Wohl aber beschwert sich der Angeklagte S*** mit Recht über Feststellungsmängel des Urteils zur Frage, ob er vom Bestimmungsversuch im Sinn des § 16 (Abs. 1 oder Abs. 2) StGB mit strafaufhebender Wirkung zurückgetreten ist (Z 9 lit. b). Denn Konstatierungen dazu waren im Hinblick auf die Bekundungen der Zeugin H***, wonach er H*** kurz vor dessen erster gerichtlicher Vernehmung aufgefordert habe, dabei zu sagen, "wie es war", weil das sowieso hervorkomme (S 212), und darauf, daß das Jugendschöffengericht ersichtlich davon ausging, letzterer habe tatsächlich nicht (vorsätzlich) falsch ausgesagt (US 8), jedenfalls indiziert: darnach waren nämlich Feststellungen darüber unerläßlich, ob es allenfalls eine (nach dem Gesagten von H*** behauptete) freiwillige Aufforderung des Beschwerdeführers war, die H*** dazu bewog, von seinem durch die Angeklagten initiierten verpönten Vorhaben, sie durch eine falsche Zeugenaussage zu entlasten (vgl. S 75, 75 a), Abstand zu nehmen (Abs. 1), oder ob sich der Beschwerdeführer solcherart immerhin in Unkenntnis dessen, daß der Erfolg des Bestimmungsversuchs schließlich ohne sein Zutun (aus anderen Gründen) unterbleiben werde (vgl. EvBl. 1981/201 ua), freiwillig und ernstlich bemüht hat, diesen Erfolg abzuwenden (Abs. 2).

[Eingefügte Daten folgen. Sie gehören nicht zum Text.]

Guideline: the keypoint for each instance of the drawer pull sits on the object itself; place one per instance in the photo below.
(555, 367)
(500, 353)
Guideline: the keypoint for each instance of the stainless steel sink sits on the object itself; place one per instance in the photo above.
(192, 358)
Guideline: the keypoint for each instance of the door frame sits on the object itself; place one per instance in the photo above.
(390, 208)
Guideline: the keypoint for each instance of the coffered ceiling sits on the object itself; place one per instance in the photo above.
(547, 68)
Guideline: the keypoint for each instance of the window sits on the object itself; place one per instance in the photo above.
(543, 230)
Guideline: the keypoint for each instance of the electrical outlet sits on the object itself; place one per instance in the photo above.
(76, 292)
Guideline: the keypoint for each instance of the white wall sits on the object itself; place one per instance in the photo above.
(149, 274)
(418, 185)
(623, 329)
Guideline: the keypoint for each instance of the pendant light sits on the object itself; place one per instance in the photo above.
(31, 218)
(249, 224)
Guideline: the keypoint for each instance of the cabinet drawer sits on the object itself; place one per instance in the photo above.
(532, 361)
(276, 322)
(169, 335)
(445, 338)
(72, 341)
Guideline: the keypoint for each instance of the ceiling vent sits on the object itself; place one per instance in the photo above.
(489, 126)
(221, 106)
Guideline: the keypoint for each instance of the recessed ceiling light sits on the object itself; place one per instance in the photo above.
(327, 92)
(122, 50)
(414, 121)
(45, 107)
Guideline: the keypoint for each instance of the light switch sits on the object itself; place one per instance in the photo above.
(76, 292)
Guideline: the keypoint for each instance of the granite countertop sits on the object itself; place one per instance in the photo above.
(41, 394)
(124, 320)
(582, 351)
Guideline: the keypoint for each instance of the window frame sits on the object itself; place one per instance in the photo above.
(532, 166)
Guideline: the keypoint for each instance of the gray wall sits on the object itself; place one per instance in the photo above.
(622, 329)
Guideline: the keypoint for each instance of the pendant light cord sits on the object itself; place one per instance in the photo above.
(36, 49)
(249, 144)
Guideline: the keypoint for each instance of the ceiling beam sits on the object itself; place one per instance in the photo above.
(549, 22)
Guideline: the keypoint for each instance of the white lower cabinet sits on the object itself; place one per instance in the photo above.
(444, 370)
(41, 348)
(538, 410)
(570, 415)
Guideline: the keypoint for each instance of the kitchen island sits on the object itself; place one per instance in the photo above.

Das Fehlen dahingehender Konstatierungen im angefochtenen Urteil hat zur Folge, daß in Ansehung des Angeklagten S*** auch hinsichtlich des dem Schuldspruch laut Pkt. 2. zugrundeliegenden Anklagevorwurfs die Anordnung einer neuen Hauptverhandlung nicht zu vermeiden ist, sodaß sich eine weitergehende Erledigung der hiefür aktuellen übrigen Beschwerdepunkte gleichfalls erübrigt. Nach Anhörung der Generalprokuratur war daher schon bei einer nichtöffentlichen Beratung sofort wie im Spruch zu erkennen (§ 285 e StPO), wobei die Sache unter Bedacht auf die mittlerweilige Änderung der (funktionell-) sachlichen Zuständigkeit durch §§ 27 Abs. 2, 31 JGG 1988 iVm § 13 Abs. 2 StPO in sinngemäßer Anwendung des § 288 Abs. 2 Z 3 letzter Fall StPO an den Einzelrichter zu verweisen war (Art. VIII Abs. 1, IX Abs. 4 JGG 1988).